Cod Almighty | Diary
Diary - Tuesday 25 March 2003
25 March 2003
More bad news from the treatment room today, as one of Town's legion of Welsh internationals, Darren Barnard, has been ruled out for six weeks with the shoulder injury that tore him screaming from the Rotherham match last week. "It leaves us in the mire," admits manager Paul Groves on the Grimsby Telegraph website, now that it has finally stopped redirecting my browser to the Bristol Evening Telegraph.
The Riby Square Thunderer also finds the space for a heartfelt plea from Barnard's wounded comrade Stacy Coldicott for the Mariners to offer him a new contract. The crocked midfielder, who has gone from official fan scapegoat to revered war hero after breaking his leg against Burnley at the weekend, whimpers: "I like it at Grimsby. I've always enjoyed it here and obviously I want to stay. I hope there's no change." Stace is one of 11 players out of contract this summer, adds the report.
Town's official site, meanwhile, sees fit to disinter the manufactured controversy that surrounded Stuart Campbell's goal that never was at Selhurst Park in January.
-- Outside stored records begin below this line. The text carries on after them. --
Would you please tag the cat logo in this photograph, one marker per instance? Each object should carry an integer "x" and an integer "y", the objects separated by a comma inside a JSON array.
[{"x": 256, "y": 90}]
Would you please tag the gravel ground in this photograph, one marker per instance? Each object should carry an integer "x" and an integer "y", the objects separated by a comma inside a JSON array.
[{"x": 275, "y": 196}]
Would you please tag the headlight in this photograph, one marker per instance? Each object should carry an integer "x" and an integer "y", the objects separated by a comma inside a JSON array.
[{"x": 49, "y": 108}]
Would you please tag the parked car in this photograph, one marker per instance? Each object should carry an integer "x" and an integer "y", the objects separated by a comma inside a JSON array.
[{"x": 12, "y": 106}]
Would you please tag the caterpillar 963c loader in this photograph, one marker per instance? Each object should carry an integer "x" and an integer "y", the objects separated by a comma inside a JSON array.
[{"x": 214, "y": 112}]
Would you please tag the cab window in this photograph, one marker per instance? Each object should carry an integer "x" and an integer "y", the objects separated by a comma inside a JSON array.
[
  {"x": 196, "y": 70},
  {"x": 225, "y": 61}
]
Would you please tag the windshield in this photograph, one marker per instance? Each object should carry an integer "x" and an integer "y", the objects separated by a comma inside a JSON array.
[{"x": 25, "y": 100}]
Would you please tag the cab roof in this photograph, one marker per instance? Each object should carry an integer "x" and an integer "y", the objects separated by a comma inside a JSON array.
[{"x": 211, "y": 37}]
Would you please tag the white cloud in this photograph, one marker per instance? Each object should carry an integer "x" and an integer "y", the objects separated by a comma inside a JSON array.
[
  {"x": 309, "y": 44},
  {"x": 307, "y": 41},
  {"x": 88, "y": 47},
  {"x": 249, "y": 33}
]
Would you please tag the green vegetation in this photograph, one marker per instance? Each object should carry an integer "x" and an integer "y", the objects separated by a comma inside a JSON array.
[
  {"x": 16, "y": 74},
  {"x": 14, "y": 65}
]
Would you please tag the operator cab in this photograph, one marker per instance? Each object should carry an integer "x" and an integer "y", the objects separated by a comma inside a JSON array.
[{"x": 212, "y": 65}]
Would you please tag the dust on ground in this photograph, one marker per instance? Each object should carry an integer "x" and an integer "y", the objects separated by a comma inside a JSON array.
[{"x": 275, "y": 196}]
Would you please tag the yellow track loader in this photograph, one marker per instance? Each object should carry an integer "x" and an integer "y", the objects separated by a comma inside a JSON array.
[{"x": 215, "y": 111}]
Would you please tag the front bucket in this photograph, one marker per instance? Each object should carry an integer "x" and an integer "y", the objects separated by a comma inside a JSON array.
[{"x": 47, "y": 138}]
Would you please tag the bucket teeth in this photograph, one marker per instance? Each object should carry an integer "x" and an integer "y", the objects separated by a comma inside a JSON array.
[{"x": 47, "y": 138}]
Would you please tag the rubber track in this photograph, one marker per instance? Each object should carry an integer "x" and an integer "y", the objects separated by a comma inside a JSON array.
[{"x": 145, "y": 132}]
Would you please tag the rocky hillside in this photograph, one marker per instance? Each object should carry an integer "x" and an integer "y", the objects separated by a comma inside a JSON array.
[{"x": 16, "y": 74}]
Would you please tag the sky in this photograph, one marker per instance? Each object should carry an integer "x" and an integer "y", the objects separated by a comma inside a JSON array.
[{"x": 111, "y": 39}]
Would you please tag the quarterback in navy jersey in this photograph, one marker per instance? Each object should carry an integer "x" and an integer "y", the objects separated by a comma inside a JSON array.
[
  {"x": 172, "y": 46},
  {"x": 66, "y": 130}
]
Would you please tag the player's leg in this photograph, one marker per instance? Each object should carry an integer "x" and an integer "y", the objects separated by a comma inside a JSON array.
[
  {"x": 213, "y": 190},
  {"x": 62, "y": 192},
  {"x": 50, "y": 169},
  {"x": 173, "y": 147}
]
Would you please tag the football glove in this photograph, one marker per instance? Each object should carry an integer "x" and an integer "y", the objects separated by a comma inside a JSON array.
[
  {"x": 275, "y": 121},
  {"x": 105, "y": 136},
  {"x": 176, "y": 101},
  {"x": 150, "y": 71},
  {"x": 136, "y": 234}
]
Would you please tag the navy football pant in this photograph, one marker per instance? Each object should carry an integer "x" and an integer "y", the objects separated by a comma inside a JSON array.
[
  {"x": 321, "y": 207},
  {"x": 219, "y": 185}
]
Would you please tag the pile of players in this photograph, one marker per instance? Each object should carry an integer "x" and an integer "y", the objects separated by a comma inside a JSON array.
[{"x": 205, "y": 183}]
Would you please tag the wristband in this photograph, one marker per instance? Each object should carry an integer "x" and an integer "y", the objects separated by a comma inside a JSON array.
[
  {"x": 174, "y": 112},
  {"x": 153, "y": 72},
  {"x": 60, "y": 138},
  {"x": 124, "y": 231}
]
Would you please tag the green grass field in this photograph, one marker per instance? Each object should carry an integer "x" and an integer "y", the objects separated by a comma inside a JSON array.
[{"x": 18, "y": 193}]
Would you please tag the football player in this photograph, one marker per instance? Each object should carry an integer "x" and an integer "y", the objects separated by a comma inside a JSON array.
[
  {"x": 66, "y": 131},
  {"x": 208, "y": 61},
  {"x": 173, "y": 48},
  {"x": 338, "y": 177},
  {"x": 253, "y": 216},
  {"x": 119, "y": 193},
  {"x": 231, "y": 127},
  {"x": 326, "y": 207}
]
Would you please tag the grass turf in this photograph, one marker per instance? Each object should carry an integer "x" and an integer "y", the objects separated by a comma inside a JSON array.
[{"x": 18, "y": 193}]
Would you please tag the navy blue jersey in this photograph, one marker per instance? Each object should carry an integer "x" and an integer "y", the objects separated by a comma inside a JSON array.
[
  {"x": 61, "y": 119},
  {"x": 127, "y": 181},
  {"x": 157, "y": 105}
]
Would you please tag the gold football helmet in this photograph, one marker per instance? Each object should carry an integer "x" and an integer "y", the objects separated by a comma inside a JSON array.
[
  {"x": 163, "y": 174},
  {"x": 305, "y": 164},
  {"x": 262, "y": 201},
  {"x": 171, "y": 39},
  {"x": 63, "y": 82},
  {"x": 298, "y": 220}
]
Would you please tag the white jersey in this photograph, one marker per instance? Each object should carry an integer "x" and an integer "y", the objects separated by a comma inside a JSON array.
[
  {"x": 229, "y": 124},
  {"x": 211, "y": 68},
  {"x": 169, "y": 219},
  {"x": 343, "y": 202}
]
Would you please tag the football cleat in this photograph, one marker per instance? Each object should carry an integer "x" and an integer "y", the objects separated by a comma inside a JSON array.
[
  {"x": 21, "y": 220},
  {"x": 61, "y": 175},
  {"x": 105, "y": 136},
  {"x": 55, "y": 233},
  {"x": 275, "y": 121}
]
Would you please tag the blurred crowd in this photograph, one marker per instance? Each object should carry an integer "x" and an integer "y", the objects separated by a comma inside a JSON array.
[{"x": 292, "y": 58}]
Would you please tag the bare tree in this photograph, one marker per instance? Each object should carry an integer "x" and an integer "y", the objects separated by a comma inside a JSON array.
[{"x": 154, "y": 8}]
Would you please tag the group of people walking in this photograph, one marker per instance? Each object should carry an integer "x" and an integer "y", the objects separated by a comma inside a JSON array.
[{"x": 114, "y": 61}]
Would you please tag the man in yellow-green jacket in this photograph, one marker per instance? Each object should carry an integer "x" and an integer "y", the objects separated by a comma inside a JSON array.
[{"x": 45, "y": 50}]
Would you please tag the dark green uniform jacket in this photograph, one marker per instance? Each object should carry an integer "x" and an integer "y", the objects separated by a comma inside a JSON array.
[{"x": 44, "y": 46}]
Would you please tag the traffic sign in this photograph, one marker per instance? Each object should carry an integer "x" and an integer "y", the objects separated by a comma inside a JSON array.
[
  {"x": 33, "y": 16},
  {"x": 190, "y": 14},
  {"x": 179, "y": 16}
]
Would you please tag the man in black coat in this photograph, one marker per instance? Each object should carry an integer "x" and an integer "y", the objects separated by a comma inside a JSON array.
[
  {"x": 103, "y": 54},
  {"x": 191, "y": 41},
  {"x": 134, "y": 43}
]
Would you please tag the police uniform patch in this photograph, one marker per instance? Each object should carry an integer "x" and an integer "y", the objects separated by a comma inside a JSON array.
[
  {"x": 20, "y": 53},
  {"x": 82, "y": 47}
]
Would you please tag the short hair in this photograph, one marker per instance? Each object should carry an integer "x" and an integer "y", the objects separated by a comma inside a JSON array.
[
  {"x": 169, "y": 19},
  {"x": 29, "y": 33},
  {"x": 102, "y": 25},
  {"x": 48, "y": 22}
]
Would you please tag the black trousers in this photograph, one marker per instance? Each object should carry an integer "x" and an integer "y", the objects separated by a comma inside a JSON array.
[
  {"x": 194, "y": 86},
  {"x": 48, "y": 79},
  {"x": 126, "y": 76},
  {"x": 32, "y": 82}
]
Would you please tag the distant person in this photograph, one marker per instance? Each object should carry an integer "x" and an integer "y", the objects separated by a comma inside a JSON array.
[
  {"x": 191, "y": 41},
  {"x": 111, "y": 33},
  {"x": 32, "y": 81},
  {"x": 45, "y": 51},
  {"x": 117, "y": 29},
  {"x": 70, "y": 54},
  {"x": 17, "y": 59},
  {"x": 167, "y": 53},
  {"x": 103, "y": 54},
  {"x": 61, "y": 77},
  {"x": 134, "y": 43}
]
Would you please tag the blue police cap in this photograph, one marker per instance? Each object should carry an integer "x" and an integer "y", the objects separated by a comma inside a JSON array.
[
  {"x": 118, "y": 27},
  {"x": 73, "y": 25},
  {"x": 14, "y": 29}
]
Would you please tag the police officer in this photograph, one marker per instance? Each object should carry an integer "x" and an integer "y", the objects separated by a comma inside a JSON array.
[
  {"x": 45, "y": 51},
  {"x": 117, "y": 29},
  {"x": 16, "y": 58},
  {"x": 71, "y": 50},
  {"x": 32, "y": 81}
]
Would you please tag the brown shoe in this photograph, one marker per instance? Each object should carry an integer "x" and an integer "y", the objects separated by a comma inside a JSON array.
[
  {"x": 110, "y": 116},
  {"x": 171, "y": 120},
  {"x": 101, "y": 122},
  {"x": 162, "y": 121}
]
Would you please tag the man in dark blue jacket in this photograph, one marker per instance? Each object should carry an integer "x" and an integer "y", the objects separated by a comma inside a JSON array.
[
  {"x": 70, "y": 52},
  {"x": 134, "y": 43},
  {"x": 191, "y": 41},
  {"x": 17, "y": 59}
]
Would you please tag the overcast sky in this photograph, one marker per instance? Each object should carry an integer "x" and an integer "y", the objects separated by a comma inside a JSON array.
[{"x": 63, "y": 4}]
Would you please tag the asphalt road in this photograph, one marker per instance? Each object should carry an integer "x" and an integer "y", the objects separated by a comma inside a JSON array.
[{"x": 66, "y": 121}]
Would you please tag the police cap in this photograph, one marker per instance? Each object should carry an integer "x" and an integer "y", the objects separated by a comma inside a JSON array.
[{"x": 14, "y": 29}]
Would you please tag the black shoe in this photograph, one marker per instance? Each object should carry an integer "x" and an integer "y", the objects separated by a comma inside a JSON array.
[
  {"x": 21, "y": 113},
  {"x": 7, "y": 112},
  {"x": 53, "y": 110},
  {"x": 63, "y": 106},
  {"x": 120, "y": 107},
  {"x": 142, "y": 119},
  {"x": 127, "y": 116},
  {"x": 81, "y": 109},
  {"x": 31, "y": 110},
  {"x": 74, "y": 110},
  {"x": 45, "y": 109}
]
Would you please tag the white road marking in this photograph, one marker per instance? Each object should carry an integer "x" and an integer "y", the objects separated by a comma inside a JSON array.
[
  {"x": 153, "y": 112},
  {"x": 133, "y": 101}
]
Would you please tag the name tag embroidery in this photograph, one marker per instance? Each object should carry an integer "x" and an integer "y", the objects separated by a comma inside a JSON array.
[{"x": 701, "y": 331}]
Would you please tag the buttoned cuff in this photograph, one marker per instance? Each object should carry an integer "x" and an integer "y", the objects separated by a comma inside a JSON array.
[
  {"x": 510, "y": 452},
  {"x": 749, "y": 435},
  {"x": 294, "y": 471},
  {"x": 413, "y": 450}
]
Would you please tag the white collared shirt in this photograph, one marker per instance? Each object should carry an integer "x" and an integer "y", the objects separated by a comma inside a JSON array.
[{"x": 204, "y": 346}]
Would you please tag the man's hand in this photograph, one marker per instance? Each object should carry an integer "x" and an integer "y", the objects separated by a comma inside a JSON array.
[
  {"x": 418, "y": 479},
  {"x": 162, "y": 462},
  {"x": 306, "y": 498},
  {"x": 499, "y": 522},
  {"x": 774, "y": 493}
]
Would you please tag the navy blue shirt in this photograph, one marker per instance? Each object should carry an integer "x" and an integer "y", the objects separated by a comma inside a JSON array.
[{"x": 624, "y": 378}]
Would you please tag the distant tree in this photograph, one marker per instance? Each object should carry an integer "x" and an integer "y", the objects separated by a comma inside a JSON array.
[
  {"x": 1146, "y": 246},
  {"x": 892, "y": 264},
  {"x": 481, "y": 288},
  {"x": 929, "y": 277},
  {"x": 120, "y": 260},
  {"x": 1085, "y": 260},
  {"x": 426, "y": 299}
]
For those of you who don't remember, the rather feyly nicknamed 'Camby' scored against the club formerly known as Wimbledon, but it went down as an own goal, or something, and he still isn't letting it lie. "It was nice to get another goal on Saturday," says the hero of Turf Moor, "that's my seventh, contrary to reports in some of the newspapers. I got officially credited with the goal at Wimbledon, but nobody else seems to know." For God's sake, man, get over it!
The system of 'parachute payments' that gives relegated Premiership clubs a stack of cash to kick ass in Division One and go straight back up is to be extended further down the Football League. Under a new agreement, the three clubs promoted to the Prem this season will each contribute £100,000 to a fund that will cushion the financial blow of relegation to Division Two suffered by Sheffield Wednesday and two other clubs. "The introduction of parachute payments is seen as an essential part of helping clubs to cope with the additional wage burden they carry with them from a higher division to a lower one," says league spokesperson John Nagle. "Distributing Premiership TV money more fairly throughout the game would rid us of the need for this stupid system in the first place," says the Diary.
A quick dip into the Diary's inbox now - and it will have to be quick, as I am typing this in Chesterfield library (long story) and don't have very much longer to do it - and a flurry of emails has arrived in response to yesterday's random question "What is a hospice anyway?" Mat Hare writes: "Was she not one of the famous five that had hits such as 'Wannabe'? It was her, uglyspice, miserablespice, idon'tfancyyoursmuchspice and facesetonfireandputoutwithashovelspice. She was the slutty one, obviously." Tony Butcher, meanwhile, defines hospice as: "A home for the destitute (GTFC) or terminally ill (Sheffdefiled Wednesday)." Can I borrow your nail file, Tony?